Yesterday, The Motion Picture Association of America placed the following full page centerfold ad in the University of Michigan's school newspaper:
(Click image for larger version)
The ad features the usernames and partial IP addresses of peer2peer file sharers, surrounded by bold, red captions reading:
IS THIS YOU?
IF YOU THINK YOU CAN GET AWAY WITH
ILLEGALLY TRAFFICKING IN MOVIES, THINK AGAIN.
LAWSUITS BEGIN THIS WEEK.
It then proceeds to note that:
Pursuant to the Copyright Act (17 U.S.C. Section 504(c)), statutory damages can be as much as $30,000 per motion picture, and up to $150,000 per motion picture if the infringement is willful.
If the MPAA spent as much on developing and advertising their legal movie download services as they're about to spend on ads and lawsuits, maybe people would use them. People use iTunes to buy music. Is it so farfetched?
On the front page of today's Michigan Daily, it was announced that the University is launching a service that will allow students to download music for $2.99 a month. If the MPAA wants to prevent "trafficking in movies" (what is this? the war on drugs?), they too will have to provide and market a legal alternative that appeals to mainstream consumers.

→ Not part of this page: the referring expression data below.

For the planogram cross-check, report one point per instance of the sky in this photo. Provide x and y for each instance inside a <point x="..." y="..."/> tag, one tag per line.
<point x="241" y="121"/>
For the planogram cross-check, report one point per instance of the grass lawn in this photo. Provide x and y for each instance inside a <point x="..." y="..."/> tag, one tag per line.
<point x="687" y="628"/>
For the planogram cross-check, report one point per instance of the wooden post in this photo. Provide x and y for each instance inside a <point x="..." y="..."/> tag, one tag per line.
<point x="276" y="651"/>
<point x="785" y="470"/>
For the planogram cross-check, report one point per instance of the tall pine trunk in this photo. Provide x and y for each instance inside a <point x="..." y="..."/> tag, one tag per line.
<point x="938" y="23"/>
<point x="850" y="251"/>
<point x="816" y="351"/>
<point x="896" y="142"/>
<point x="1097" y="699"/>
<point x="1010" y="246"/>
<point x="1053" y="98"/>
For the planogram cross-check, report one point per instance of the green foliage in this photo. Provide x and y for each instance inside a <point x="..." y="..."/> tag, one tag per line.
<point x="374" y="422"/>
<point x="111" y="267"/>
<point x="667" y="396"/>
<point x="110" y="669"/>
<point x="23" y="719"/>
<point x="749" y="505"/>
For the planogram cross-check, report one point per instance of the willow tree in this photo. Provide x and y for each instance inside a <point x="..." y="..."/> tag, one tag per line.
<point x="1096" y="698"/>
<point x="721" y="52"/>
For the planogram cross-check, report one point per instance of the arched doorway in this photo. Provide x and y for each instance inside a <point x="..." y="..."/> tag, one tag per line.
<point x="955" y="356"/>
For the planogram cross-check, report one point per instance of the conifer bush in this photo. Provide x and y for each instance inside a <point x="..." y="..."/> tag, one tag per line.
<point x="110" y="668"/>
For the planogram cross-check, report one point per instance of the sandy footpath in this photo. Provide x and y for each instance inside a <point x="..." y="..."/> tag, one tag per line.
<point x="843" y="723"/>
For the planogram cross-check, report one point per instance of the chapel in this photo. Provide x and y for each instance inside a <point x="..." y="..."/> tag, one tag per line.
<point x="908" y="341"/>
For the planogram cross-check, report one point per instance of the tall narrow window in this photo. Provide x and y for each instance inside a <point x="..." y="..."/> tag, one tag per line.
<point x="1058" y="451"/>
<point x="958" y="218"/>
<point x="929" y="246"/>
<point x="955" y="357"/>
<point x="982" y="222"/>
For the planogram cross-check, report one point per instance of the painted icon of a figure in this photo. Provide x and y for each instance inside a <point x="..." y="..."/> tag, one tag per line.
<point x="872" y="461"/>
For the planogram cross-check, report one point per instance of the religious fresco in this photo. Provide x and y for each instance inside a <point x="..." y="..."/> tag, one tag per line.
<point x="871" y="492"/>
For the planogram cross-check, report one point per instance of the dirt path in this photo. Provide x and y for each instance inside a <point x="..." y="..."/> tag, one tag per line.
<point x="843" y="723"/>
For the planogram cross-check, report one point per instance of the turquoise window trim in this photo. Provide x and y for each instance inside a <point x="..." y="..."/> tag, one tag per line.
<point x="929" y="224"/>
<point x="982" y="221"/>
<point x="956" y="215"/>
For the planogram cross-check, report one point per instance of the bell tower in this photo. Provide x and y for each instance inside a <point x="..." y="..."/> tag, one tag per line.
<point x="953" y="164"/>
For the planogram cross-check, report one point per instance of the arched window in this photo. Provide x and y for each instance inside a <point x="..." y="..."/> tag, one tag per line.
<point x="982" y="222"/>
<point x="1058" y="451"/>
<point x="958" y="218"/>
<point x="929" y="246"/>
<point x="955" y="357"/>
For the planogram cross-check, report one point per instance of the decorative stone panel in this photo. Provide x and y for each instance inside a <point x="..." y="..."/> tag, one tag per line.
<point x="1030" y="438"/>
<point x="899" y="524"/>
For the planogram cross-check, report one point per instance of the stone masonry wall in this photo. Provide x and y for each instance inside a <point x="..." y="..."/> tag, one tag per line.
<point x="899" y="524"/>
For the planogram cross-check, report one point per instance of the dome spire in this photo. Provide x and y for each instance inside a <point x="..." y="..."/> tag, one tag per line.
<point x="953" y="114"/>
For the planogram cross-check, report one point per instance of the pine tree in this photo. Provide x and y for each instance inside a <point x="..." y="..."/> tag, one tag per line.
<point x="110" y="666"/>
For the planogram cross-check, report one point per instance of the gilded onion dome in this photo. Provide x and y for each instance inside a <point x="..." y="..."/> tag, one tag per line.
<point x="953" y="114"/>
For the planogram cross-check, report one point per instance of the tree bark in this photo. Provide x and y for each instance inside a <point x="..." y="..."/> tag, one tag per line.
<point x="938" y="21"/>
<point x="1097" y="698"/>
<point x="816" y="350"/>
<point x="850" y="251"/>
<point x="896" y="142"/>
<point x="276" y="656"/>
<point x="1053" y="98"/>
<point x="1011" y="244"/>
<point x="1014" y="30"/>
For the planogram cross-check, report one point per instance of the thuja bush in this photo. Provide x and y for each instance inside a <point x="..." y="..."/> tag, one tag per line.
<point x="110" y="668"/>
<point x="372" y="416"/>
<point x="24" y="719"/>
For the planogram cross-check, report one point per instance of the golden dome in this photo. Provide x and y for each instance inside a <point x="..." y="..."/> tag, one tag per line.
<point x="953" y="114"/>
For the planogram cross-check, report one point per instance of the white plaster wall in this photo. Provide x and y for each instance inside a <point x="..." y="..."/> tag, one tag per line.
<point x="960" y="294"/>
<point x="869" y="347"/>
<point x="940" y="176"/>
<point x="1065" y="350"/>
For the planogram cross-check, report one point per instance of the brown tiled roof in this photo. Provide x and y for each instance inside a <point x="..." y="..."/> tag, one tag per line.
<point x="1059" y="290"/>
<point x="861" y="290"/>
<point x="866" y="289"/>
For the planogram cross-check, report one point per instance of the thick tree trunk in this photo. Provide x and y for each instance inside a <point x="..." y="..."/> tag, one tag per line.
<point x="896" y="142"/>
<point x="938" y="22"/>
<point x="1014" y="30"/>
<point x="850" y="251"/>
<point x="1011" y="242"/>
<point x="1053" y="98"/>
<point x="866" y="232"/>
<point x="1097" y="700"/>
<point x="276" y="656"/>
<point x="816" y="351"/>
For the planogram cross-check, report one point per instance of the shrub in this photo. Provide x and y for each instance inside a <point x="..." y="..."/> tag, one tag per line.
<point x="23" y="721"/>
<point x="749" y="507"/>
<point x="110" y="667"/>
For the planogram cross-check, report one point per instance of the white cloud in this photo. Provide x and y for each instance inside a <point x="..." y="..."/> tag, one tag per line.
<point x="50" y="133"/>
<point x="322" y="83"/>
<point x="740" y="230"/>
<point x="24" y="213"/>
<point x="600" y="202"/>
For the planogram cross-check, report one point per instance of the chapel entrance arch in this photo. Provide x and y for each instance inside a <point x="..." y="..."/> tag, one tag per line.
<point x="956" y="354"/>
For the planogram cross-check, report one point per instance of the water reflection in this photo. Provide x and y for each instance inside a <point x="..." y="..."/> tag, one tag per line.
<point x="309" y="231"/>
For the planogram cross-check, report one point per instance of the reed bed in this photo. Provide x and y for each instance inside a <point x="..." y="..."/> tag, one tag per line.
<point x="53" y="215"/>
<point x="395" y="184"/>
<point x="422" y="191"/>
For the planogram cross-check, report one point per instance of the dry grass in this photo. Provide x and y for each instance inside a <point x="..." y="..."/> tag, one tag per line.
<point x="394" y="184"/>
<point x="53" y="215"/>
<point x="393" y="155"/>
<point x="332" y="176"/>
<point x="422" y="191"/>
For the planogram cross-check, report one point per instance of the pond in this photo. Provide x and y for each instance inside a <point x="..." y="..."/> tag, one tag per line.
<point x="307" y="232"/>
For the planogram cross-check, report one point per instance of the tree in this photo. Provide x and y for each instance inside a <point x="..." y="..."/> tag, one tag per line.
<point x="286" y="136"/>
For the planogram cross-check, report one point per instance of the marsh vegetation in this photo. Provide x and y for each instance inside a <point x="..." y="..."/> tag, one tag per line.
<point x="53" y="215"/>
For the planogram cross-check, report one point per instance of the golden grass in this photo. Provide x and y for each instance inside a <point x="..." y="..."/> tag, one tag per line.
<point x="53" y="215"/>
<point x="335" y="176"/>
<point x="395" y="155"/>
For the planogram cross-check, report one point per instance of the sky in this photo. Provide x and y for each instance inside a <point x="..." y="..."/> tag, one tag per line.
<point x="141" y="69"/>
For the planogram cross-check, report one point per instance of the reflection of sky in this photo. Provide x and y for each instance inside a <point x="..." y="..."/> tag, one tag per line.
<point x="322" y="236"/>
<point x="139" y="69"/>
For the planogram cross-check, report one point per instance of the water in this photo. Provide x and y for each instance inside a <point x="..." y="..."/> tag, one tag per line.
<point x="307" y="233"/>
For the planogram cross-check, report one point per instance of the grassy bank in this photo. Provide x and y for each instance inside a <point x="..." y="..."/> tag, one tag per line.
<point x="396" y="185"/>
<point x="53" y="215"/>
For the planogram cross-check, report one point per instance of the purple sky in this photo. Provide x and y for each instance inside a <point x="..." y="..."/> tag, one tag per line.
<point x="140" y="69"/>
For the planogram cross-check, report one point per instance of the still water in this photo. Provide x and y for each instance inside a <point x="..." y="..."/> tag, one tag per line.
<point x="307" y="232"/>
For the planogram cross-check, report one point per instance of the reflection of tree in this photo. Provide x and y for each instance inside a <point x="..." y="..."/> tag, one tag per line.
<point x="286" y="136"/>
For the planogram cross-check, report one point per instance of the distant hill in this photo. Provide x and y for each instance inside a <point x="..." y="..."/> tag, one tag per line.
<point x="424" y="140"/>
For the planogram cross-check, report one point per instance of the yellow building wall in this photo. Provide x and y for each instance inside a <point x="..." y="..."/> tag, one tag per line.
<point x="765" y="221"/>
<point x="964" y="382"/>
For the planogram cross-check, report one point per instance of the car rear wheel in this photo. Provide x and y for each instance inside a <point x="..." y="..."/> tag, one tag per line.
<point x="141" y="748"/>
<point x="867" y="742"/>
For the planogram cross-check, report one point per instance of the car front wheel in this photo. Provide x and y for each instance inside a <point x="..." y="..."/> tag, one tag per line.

Scare tactics weren't what caused many students to stop illegally downloading music and to start purchasing downloads legally -- even here at the University where student and faculty names were subpoenaed by the RIAA this past May. Rather, it was the emergence of the iTunes music store.
MPAA, don't launch a crusade against the very people you're trying to sell to. They will buy your movies if you make them more accessible. Take the money you're spending on ads and legal fees and reinvest it in your business or pass it on to the consumer. We need it more than you.